Silicon photonic circuits are revolutionizing various applications, from data centers to biosensors and lidar. However, integrating lasers directly onto silicon chips has been challenging due to material incompatibility. Silicon cannot efficiently generate laser light, and traditional laser materials like gallium arsenide (GaAs) suffer from crystal defects when grown on silicon. Researchers have developed a novel technique to overcome this hurdle. Using standard fabrication processes, they’ve demonstrated the growth of GaAs lasers directly on 300mm silicon wafers. Instead of direct growth, they create trenches in silicon dioxide on the wafer and deposit GaAs within these trenches, contacting silicon only at the trench bottom.
This confines the resulting crystal defects within the trench, preventing them from propagating into the active laser region. Subsequent GaAs laser growth along nanoscale ridges, incorporating indium gallium arsenide, forms the laser structure. Electrical contacts and mirrors complete the device.

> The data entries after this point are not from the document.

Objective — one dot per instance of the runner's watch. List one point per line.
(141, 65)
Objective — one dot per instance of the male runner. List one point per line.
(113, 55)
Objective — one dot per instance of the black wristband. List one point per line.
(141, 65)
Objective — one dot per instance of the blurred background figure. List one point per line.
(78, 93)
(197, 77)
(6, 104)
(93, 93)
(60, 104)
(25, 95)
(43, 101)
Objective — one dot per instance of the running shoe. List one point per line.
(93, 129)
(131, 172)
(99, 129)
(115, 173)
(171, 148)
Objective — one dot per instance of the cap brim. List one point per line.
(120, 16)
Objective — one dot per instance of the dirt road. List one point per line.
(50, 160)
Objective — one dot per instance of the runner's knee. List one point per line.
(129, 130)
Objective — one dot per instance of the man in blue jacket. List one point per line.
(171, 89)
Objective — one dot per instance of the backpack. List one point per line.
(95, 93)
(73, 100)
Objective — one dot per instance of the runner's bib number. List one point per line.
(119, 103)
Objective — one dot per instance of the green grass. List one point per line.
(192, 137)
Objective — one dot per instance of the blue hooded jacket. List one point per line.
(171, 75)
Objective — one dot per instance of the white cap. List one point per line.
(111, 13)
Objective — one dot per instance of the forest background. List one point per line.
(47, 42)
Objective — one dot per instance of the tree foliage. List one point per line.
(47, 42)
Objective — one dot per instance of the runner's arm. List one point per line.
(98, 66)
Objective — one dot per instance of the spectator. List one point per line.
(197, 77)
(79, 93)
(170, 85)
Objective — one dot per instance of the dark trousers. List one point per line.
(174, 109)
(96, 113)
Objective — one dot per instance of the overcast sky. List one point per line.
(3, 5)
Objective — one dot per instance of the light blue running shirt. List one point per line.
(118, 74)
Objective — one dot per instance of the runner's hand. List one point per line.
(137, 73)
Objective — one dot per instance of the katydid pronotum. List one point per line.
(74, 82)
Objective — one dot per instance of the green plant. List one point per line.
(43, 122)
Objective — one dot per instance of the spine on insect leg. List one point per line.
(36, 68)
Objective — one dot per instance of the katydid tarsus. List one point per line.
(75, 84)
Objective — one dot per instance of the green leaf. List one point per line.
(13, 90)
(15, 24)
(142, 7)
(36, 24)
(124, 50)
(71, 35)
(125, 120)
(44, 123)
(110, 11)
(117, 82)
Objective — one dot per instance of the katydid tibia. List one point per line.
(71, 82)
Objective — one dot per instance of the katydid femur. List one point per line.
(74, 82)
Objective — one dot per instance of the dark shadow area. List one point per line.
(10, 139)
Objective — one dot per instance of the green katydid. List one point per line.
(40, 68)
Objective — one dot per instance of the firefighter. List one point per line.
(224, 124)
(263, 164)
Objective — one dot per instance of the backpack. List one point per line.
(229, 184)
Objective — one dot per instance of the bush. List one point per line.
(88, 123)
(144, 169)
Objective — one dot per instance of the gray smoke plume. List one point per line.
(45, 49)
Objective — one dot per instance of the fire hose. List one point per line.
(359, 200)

This innovative approach allows for scalable and cost-effective production of photonic circuits. They have successfully fabricated hundreds of these nanoridge lasers and photodetectors on a single 300mm wafer. While the current lasers operate at 1020nm, the team is working on extending the wavelength for telecommunications applications. They are also addressing reliability issues related to contact-induced defects. This breakthrough can potentially transform silicon photonics by enabling seamless laser integration.